The following example can be used to create verbose output that includes lines to show when compilation for a method starts and ends, and any methods that are inlined during the compilation.

java '-Xjit:verbose={compileStart|compileEnd|inlining},count=5,vlog=vlogfile' -XcompilationThreads1 -version

Note: The suboptions count and -XcompilationThreads1 are included only to simplify the output for this example and are not recommended for production.

The following section is taken from the output and describes the compilation and inlining of one method java/lang/String.equals:

(warm) Compiling java/lang/String.equals(Ljava/lang/Object;)Z  OrdinaryMethod j9m=0000000001300B30 t=90 compThread=0 memLimit=262144 KB freePhysicalMemory=969 MB
#INL: 7 methods inlined into 4dce72bd java/lang/String.equals(Ljava/lang/Object;)Z @ 00007F53190A3E40
#INL: #0: 4dce72bd #-1 inlined 4dce72bd@22 -> 81670d20 bcsz=37 java/lang/String.lengthInternal()I
#INL: #1: 4dce72bd #-1 inlined 4dce72bd@28 -> 81670d20 bcsz=37 java/lang/String.lengthInternal()I
#INL: #2: 4dce72bd #-1 inlined 4dce72bd@104 -> bf62dcaf bcsz=182 java/lang/String.regionMatchesInternal(Ljava/lang/String;Ljava/lang/String;[C[CIII)Z
#INL: #3: 4dce72bd #2 inlined bf62dcaf@121 -> bbb5af92 bcsz=39 java/lang/String.charAtInternal(I[C)C
#INL: #4: 4dce72bd #2 inlined bf62dcaf@131 -> bbb5af92 bcsz=39 java/lang/String.charAtInternal(I[C)C
#INL: #5: 4dce72bd #2 inlined bf62dcaf@156 -> bbb5af92 bcsz=39 java/lang/String.charAtInternal(I[C)C
#INL: #6: 4dce72bd #2 inlined bf62dcaf@166 -> bbb5af92 bcsz=39 java/lang/String.charAtInternal(I[C)C
#INL: 4dce72bd called 4dce72bd@120 -> f734b49c bcsz=233 java/lang/String.deduplicateStrings(Ljava/lang/String;Ljava/lang/String;)V
#INL: 4dce72bd coldCalled 4dce72bd@104 -> bf62dcaf bcsz=182 java/lang/String.regionMatchesInternal(Ljava/lang/String;Ljava/lang/String;[C[CIII)Z
#INL: 4dce72bd coldCalled 4dce72bd@104 -> bf62dcaf bcsz=182 java/lang/String.regionMatchesInternal(Ljava/lang/String;Ljava/lang/String;[C[CIII)Z
+ (warm) java/lang/String.equals(Ljava/lang/Object;)Z @ 00007F53190A3E40-00007F53190A40D0 OrdinaryMethod - Q_SZ=277 Q_SZI=277 QW=1667 j9m=0000000001300B30 bcsz=127 GCR compThread=0 CpuLoad=2%(2%avg) JvmCpu=0%

The first line is included as a result of setting the compileStart suboption and shows the start of the warm method compilation:

(warm) Compiling java/lang/String.equals(Ljava/lang/Object;)Z OrdinaryMethod j9m=0000000001300B30 t=90 compThread=0 memLimit=262144 KB freePhysicalMemory=969 MB

Similarly, the last line shows the successful compilation of this method, as denoted by the +:

+ (warm) java/lang/String.equals(Ljava/lang/Object;)Z @ 00007F53190A3E40-00007F53190A40D0 OrdinaryMethod - Q_SZ=277 Q_SZI=277 QW=1667 j9m=0000000001300B30 bcsz=127 GCR compThread=0 CpuLoad=2%(2%avg) JvmCpu=0%

The lines inbetween that start with #INL describe the inlining operations that took place.

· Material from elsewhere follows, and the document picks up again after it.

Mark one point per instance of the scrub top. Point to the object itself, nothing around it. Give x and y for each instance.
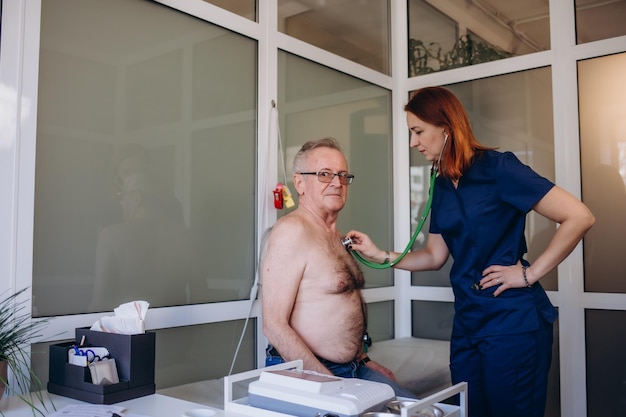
(482, 222)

A total of 7 methods were inlined into java/lang/String.equals:

The first three methods (#0, #1, #2) are inlined into the top level method, denoted as #-1:

#INL: #0: 4dce72bd #-1 inlined 4dce72bd@22 -> 81670d20 bcsz=37 java/lang/String.lengthInternal()I
#INL: #1: 4dce72bd #-1 inlined 4dce72bd@28 -> 81670d20 bcsz=37 java/lang/String.lengthInternal()I
#INL: #2: 4dce72bd #-1 inlined 4dce72bd@104 -> bf62dcaf bcsz=182 java/lang/String.regionMatchesInternal(Ljava/lang/String;Ljava/lang/String;[C[CIII)Z

The next four methods (#3, #4, #5, #6) are inlined into the method denoted by #2.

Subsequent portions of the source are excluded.